Ghana to lose over $600 million due to falling gold prices

1397881261gold-barsThe Minerals Com­mission is predicting that Ghana will lose 500,000 ounces of gold this year as result of a declining gold prices, which has force some mining companies to suspend their operations.

Gold Production for 2014 is estimated at 3.1 million ounces, from an initial target of 3.6million, an Assistant Manager at the Minerals Commission, Daniel Krampah, has stated.

“We will definitely record lower volumes this year,” he said, add­ing that, some companies have placed their mines under care and maintenance.

The price of an ounce of gold as at last Friday goes for $1,299.71, according to Bloomberg. Suppos­ing this price remains the same throughout the year, Ghana would be losing $649,855,000 in revenue due to the 500,000 ounces shortfall.

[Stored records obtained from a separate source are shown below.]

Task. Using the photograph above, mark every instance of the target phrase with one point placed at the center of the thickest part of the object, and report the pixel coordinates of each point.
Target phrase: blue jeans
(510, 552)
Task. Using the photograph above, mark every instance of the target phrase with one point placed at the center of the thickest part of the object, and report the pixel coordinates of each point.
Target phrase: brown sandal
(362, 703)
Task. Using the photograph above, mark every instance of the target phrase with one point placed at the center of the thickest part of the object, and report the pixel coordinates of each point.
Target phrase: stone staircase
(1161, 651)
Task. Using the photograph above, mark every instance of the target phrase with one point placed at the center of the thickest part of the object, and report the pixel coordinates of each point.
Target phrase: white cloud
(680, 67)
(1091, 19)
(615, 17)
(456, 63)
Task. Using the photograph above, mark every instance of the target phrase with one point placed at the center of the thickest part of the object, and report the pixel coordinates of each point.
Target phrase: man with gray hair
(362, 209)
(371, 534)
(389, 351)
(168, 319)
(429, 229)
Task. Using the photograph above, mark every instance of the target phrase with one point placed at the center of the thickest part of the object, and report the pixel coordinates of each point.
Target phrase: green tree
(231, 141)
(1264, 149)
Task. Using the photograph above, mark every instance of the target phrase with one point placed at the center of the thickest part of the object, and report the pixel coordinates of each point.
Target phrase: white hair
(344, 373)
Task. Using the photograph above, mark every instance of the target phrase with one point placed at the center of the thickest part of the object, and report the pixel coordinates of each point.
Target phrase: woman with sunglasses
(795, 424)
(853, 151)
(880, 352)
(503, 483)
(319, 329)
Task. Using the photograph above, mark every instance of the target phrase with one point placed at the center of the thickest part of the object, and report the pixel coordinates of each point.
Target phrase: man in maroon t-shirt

Ghana’s gold production climbed to a record 4.3 million ounces in 2012 from 3.6 mil­lion ounces the previous year after prices reached a record high in September 2011.

The nation produced 107.9 metric tons of gold in 2013, making it the eighth- biggest producer, accord­ing to data from Thomson Reuters.

Gold accounts for around 90 percent of total mineral output in Ghana. The min­ing sector, especially gold, continues to rake in billions of dollars every year, with the commodity currently leading the country’s export earnings, surpassing cocoa, which had for a long time been the country’s biggest export earner. On average, the sector has contributed about $2 billion per annum to Ghana’s GDP in the last decade.

However, as most of the gold mining concessions belong to private investors, the mining sector’s contri­bution to Ghana’s GDP does not mean that the revenues belong to the Government and people of Ghana.

Generally, the govern­ment retains just a 10% carrying interest in min­ing companies to which it grants a license. So legally, that is all Ghana and Ghana­ians may own in the mining operations in Ghana, other than for various levies, fees, licenses, taxes and royalties that the government impos­es on mining companies.

Ghanaian economy slowed sharply in the third quarter of 2013 and rose a meager 0.5 percent over the previous quarter, down from a 3.9 percent expansion in the previous three-month period due to a sharp fall in global gold prices, which prompted some mines to cut production.